The second case is turning out to be far more difficult than the first...
Initially I thought I could use LD_PRELOAD
to intercept the mmap call. In my implementation of mmap
I'd allocate some page-aligned memory and then mprotect
it and set a signal handler to trap SIGSEGV
.
There are numerous problems with this approach:
Read vs Write
I can determine the address of the access from siginfo_t->si_addr
but not whether the access was read or write.
Catching repeat accesses
In the signal handler I need to un-protect the memory region, otherwise the I'll get repeat SIGSEGV
s as soon as my handler exits and the host code can never continue. However if I unprotect the region then my signal handler won't trap subsequent accesses.
Signal handler nastiness
To block in a signal handler while the simulator drives the RTL and returns a result violates all sorts of programming rules - particularly given the simulator could trigger all sorts of other events and execute arbitrary code before returning a result from this access.
I was wondering if it's possible to create a file-like object that behaves like a disk rather than using mprotect
on a buffer. I haven't found any information suggesting this is feasible.

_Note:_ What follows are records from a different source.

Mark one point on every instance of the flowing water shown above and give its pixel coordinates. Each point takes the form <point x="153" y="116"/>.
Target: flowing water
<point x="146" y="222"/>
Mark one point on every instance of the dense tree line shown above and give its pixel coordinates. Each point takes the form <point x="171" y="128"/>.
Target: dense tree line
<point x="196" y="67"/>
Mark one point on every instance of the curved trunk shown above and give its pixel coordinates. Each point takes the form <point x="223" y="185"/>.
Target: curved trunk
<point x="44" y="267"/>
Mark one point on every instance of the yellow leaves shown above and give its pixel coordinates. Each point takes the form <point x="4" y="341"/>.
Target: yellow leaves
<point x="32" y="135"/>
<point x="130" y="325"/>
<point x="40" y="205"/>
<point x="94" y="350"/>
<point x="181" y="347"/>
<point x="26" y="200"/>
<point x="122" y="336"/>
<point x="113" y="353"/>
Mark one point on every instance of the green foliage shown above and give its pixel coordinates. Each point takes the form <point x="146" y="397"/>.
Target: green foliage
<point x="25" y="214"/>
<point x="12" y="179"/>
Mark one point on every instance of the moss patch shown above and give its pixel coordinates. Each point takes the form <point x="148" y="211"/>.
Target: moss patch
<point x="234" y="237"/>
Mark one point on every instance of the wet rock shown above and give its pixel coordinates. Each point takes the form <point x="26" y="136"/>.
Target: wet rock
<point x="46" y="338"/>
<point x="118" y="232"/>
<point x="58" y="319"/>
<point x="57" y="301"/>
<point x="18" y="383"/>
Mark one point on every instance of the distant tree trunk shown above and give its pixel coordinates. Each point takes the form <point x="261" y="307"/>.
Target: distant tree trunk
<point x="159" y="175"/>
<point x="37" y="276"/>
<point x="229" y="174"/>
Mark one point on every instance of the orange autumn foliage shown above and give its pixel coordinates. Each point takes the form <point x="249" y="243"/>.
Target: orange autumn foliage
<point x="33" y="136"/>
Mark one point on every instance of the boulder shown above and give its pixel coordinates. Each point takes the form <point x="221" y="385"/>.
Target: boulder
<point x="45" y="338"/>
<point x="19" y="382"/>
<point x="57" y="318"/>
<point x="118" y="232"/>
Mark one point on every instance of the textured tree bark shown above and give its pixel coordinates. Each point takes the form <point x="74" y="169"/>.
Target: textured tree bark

Is it possible to trap all accesses to an mmap region and how?
Assuming LD_PRELOAD
and mprotect
is the best route:
mprotect
the region?On X86 you can set Trap flag for the caller's context to get SIGTRAP after one instruction (this flag is typically used for single-stepping). That is, when SIGSEGV is encountered, you set TF in the caller's EFLAGS (see ucontext.h
), enable reading with mprotect
and return. If SIGSEGV is repeated instantly with the same IP, you enable writing (and optionally disable reading, if you want to distinguish read-modify-write from write-only access). If you get SIGSEGV from the same IP for read-only and write-only protection, enable read-write.
Whenever you get SIGTRAP, you can analyze what value was written (if it was a write access), and you can also re-protect the page to trap future accesses.
Correction: if both reads and writes can have side-effects, try write-only protection first, then apply reading side-effects and try read-only protection, then enable writing and handle side-effects of writing in the final SIGTRAP handler.
UPDATE: I was deadly wrong on recommending hypothetical write-only protection which turns out not to exist on most architectures. Fortunately there's a more straightforward way to know whether the operation that failed tries to read memory, at least on x86:
Page fault exception pushes an error code to the stack, which is available in Linux SIGSEGV handler as the err
member of sigcontext
structure. Bit 1 of the error code is 1 for write faults and 0 otherwise. For read-modify-write operation, it will be 0 initially (here you can emulate reading, knowing exactly that it's going to happen).